Dejo a un lado el hermoso lei hecho de orquídeas bebé, obsequio tan graciosamente ofrecido por nuestras hermanas hawaianas, mientras hablo, temiendo un contraste demasiado marcado entre el brillo de su belleza y la insipidez de lo que pueda seguir. (Risas)

Mis hermanos, hermanas y amigos, creo que la mayoría de las familias, o partes de familias, a quienes tengo el honor de hablar hoy, están profundamente y con ansiedad preocupadas por los informes que recibimos constantemente sobre la desviación de la juventud. No puedo pensar en un término más suave que “desviación” para caracterizar lo que tengo en mente. Ustedes conocen muchos otros términos más duros que se usan con mayor frecuencia, y no digo que sea sin justificación. Uso “desviación” porque hay un elemento en ese término que merece nuestra reflexión. La palabra literalmente significa tomar el propio camino, y la connotación, por supuesto, es de contravención o divergencia de un camino u orden establecido.

¿Existe un camino u orden establecido? Según la ley, la respuesta debe ser sí—al menos en la medida en que la ley cubre los caminos de la vida. Los Diez Mandamientos no son un documento legal, pero sus principios están todos incorporados a la ley mediante las penas prescritas por la infracción de estos mandamientos, al menos en lo que respecta a las violaciones que se manifiestan en la conducta social.

¿No sería de gran ayuda, para fomentar el respeto por la ley, dejar más claro que las leyes del país, en su mayoría, tienen su origen en pronunciamientos divinos, y que en general sólo reciben aprobación en la medida en que se conforman a esos estándares generalmente aceptados de moralidad y rectitud? ¿No es esa la distinción vital entre democracia y comunismo?
La prueba de una ley democrática siempre ha sido, y seguirá siendo: ¿es correcta según los principios revelados de justicia? La prueba de la ley comunista parece ser: ¿es efectiva en el mantenimiento de controles impuestos por una autoridad arbitraria? No parece importar que no haya conformidad con los principios divinos de conducta humana, ni reconocimiento de la divinidad.

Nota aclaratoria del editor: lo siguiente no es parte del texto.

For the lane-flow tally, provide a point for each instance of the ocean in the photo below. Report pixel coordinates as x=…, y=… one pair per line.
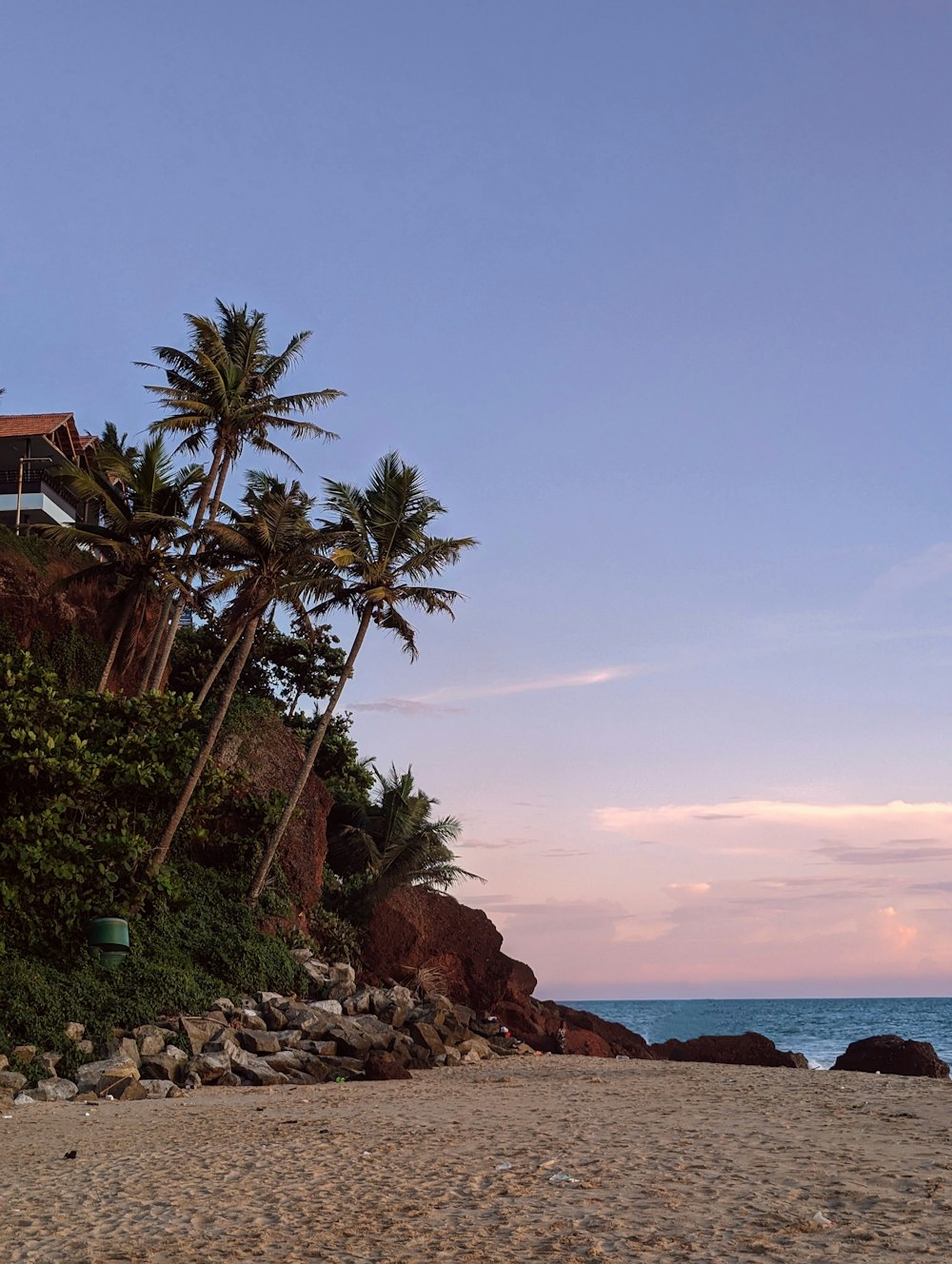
x=821, y=1029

¿Podríamos ayudar a los jóvenes extraviados si enfrentáramos a cada uno con tendencias desviadas con preguntas directas como estas?:
“¿Eres comunista o anarquista? ¿Es tu propósito derrocar el gobierno y renunciar a todas las garantías, derechos y libertades heredadas de nuestros antepasados que lucharon tan valientemente y realizaron tantos sacrificios por la sociedad libre que ahora disfrutamos? ¿Eres ateo? ¿Crees que no existe una fuente divina de lo correcto y lo incorrecto? ¿Te gustaría ver a nuestro país, y a otros países democráticos amantes de la paz, entregados al dominio comunista y a la dictadura? Debes saber que el vicio y el crimen, en proporciones suficientemente amplias, pueden lograr eso sin que una sola bomba extranjera explote en nuestro territorio.
El vicio y el crimen son rebelión. Pueden provocar una guerra tan devastadora como la de los estados. Y tienen liderazgo capaz y astuto, porque su general es el padre de las mentiras, el autor de seducciones y tentaciones ingeniosas, el engañador, el adversario, el opositor de todo lo que es bueno y virtuoso. Ese líder es Satanás, a quien se le ha dado poder para tentar a la humanidad en la mortalidad para que puedan desarrollar resistencia y fortaleza.
Quienes siguen su guía, aunque puedan considerarse duros, son débiles sin resistencia. Están sin visión. Si tuvieran visión, podrían ver y comprender la gravedad y la futilidad de sus ofensas, y serían capaces de ver muros de prisión más fuertes e impenetrables que los construidos de acero y concreto, los cuales los separarán de todas las cosas buenas de la vida: la familia, los amigos, el amor de Dios y de sus semejantes.”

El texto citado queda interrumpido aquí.